Ni crisis, ni globalización, ni identidad

¿Por qué las clases medias, así como muchos profesionales, están apoyando a dirigentes autoritarios y votando a partidos de extrema derecha y a radicales de izquierda? Cuando hago esta pregunta a mis alumnos y personas de mi entorno las causas que mencionan son tres: 1) la crisis financiera y económica, 2) la globalización, 3) la inmigración. Estos factores son para ellos como los tres jinetes del Apocalipsis que estamos viviendo. Pero lo lógico es pensar que han afectado fundamentalmente a los perdedores de la globalización y de la crisis, pero no –o, al menos, no tanto– a las clases medias altas, profesionales y funcionarios que siguen conservando su empleo y tienen ingresos. Tiene que haber algo más que esas tres fuerzas.

Mi idea es que lo que está detrás de la ansiedad y la incertidumbre que mueve a estos sectores sociales, hasta ahora acomodados, a apoyar a líderes políticos autoritarios y a votar a opciones populistas de extrema derecha y de izquierda radical no es ni la globalización, ni la crisis ni la amenaza a la identidad que pueda venir de la inmigración. Es la profunda transformación estructural de en nuestras economías. Transformación asociada a la robotización, a la digitalización y a las máquinas inteligentes. Esta automatización amenaza el empleo en muchas actividades de servicios que antes requerían una elevada formación y capacitación.

Al contrario de lo que sucedió en el siglo pasado con la economía industrial, que vino a sustituir a una gran cantidad de empleos en la agricultura, esta nueva economía digital está produciendo un fuerte desacoplamiento entre aumentos de productividad y salarios. En el siglo XX las mejoras de productividad industrial, salarios y empleo fueron de la mano. La economía industrial fue sinónimo de progreso social.

Ahora, sin embargo, la automatización también trae mejoras de productividad considerables, pero que no vienen asociadas a mejores salarios. Todo lo contrario, lo que estamos viendo es la aparición de un nuevo tipo de trabajadores pobres, de precariado. Personas que tienen un empleo, pero con un salario que no les permite llegar a fin de mes y, menos aún, planificar su futuro. La economía digital asociada a plataformas digitales como Amazon, Uber, eBay o Airbnb, pero también a otras muchas empresas de sectores más tradicionales, permite contratar más trabajadores ‘freelance’, ocasionales y autónomos, que no trabajan en locales de la empresa. Son empleos que exigen total disponibilidad de tiempo a la empresa, pero no aseguran el trabajo.

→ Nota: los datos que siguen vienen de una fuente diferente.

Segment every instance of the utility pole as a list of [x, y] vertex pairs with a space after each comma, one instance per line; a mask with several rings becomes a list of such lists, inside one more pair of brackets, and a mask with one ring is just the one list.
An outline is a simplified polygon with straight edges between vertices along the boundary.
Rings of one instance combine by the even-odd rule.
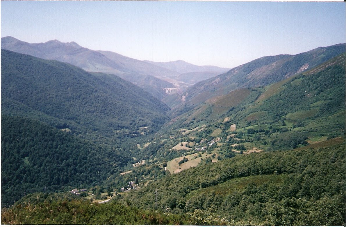
[[155, 189], [155, 209], [157, 209], [157, 189]]

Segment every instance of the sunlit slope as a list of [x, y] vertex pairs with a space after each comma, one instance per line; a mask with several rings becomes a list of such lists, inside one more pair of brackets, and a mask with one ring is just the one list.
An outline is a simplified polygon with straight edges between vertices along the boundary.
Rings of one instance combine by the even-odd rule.
[[344, 43], [340, 44], [295, 55], [261, 58], [196, 83], [183, 94], [183, 98], [181, 96], [178, 99], [185, 100], [186, 104], [195, 105], [240, 88], [266, 86], [314, 68], [344, 52], [345, 48]]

Los anglosajones le han dado ya un nombre a este tipo economía basado en el trabajo ocasional y autónomo: ‘gig economy’. Algunos pronósticos señalan que para el 2020 un elevado porcentaje del actual empleo –40-50%– en nuestras sociedades será de este tipo. ¿Es bueno o malo este cambio? Sus defensores hablan de que permite a los trabajadores hacerse autónomos y lograr un mejor equilibrio entre vida laboral y personal, según las preferencias de cada cual. Es posible. Pero me temo que este argumento trata de hacer de la necesidad virtud.

¿Qué tipo de cultura viene con esta economía? Cultura entendida en el sentido de qué valores y prácticas necesitan las personas para prosperar en estas condiciones de inestabilidad y fragmentación profesional. Es verdad que este nuevo capitalismo es una pequeña parte de la economía. Pero tiene gran influencia cultural.

Esta ‘gig economy’ es un enorme reto para la sociedad. Es un desafío, por ejemplo, para el sistema de pensiones contributivas: los ‘freelance’ no cotizan cada mes, pero los pensionistas sí que cobran cada mes. Es también un reto para el tipo de lealtad entre trabajadores y empresas que requiere un proyecto empresarial de largo plazo. O también un reto para el tipo de educación que hasta ahora se transmite en las escuelas y universidades. ¿Qué clase de educación es necesaria para enfrentarse a trabajos de corta duración y con demandas laborales cambiantes?

¿Es posible hacer de la economía digital un instrumento de progreso social y realización personal o hemos de adaptarnos a esa precarización de la vida laboral y a la explotación comercial de nuestra privacidad? El desafío es enorme. De momento, esta transformación estructural genera un fuerte pesimismo frente al porvenir. Esa es la causa que está detrás del malestar de las clases medias y de su apoyo al populismo. No es ni la crisis, ni la globalización ni la identidad como erróneamente se piensa.

Antón Costas, Catedrático de Política Económica (UB).